Election observers under the platform of Independent Foreign Observers have commended the Independent National Electoral Commission (INEC), and Nigerians for transparency and credibility of Saturday’s Presidential and National Assembly elections.
They gave this commendation at a press conference this afternoon in Abuja. The team leader, Dr. Stuart Young, an academic and diplomat spoke on behalf of other members of the team at its presentation of preliminary report.
The observers in the text entitled, “A Preliminary report on the 2019 Presidential and National Assembly Elections in Nigeria” described the conduct of the elections as fair and an indication of non-interference by the government or any of its agents.
The text reads, “In the build-up to the 2019 General Elections in Nigeria, the Independent Foreign Observers mission, a team from the United States of America, United Kingdom, and the European Union (EU), visited Nigeria with a view to observing the elections, in line with best global practices. Consequently, more than 200 local observers were recruited and trained to monitor the polls, with a view to ascertaining if the elections were free, fair and credible.
From the reports filed in by our observers deployed all around the country, it was recorded that the turnout of voters across the country was impressive, as supporters of the All Progressive Congress (APC) and the People’s Democratic Party (PDP) were active in casting their ballots for their respective candidates.
The conduct of the electoral officials appeared to be consistently fair and an indication of non-interference by the government or any of its agents. There were, however, some polling units that experienced late arrival of voting materials.
In both Abuja and Nassarawa state, observers witnessed polls opening late, and voting beginning after the scheduled start. In Abuja, we saw voting begin as late as 9:30 am, and in a Mararaba polling station in Nassarawa voting did not begin until 1 pm.
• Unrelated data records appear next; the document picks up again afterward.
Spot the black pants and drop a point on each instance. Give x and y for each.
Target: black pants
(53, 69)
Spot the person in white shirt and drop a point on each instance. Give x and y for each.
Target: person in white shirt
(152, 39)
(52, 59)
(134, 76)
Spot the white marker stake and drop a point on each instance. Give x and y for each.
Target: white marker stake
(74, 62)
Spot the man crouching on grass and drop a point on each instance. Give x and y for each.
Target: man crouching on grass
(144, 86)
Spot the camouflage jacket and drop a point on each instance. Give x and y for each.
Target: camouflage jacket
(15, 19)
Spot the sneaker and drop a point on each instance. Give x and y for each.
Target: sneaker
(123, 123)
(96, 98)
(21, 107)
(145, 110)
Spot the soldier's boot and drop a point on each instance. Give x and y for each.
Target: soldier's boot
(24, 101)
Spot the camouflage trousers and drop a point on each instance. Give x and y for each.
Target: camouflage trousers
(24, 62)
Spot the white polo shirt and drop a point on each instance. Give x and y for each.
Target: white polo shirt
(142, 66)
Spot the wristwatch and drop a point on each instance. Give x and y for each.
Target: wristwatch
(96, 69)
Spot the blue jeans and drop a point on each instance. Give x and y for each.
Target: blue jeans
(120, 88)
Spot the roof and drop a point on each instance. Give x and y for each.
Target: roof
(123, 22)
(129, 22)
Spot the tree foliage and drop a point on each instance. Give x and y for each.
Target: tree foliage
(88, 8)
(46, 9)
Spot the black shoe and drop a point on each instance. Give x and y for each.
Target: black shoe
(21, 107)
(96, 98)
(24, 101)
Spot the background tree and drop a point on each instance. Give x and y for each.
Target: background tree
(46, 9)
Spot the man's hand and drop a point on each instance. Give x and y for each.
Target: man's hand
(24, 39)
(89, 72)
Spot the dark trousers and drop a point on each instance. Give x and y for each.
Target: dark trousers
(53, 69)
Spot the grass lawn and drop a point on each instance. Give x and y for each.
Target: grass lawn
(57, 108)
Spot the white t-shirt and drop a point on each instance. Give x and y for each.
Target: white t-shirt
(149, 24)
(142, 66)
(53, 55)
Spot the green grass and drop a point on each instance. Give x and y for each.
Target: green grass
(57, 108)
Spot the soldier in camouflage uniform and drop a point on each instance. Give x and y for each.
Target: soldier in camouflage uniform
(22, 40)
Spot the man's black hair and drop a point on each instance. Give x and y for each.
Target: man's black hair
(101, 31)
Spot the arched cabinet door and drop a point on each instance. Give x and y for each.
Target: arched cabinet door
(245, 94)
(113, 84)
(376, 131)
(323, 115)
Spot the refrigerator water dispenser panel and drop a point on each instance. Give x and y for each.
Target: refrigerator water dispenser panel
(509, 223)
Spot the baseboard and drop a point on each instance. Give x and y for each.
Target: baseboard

Observers in Asokoro 1, Abuja witnessed a situation where there was confusion over the exact location of a polling station, because of the previous demolition of a Total service station that had been used to identify the location for voters. INEC officials set up at the nearest Total service station where they performed their duties for citizens who had lined up there. Upon discovering there was a collection of voters in a different location, where the former service station was located, INEC officials moved their voting materials to this location. Some citizens were worried that the votes that officials brought to the new station indicated ballot box stuffing, but were eventually mollified when officials explained the confusion over the location.
There were also reports of unruly behaviour at some polling units that required the immediate deployment of security to restore order. An example was in Kaduna state where voters attempted to provoke security personnel of which a senior military officer quickly resolved the situation. There were additional reports of scattered violence in Lagos, Obu state, River state and Bayelsa state.
Incidences of votes buying were dealt with by surveillance mounted by operatives of the Economic and Financial Crimes Commission and other security agencies that consisted of the Army, police, and the civil defence.
The various security agencies were professional in handling incidences of ballot box snatching and other forms of electoral malpractices. Worthy of mention is the professionalism displayed by the Nigerian Army.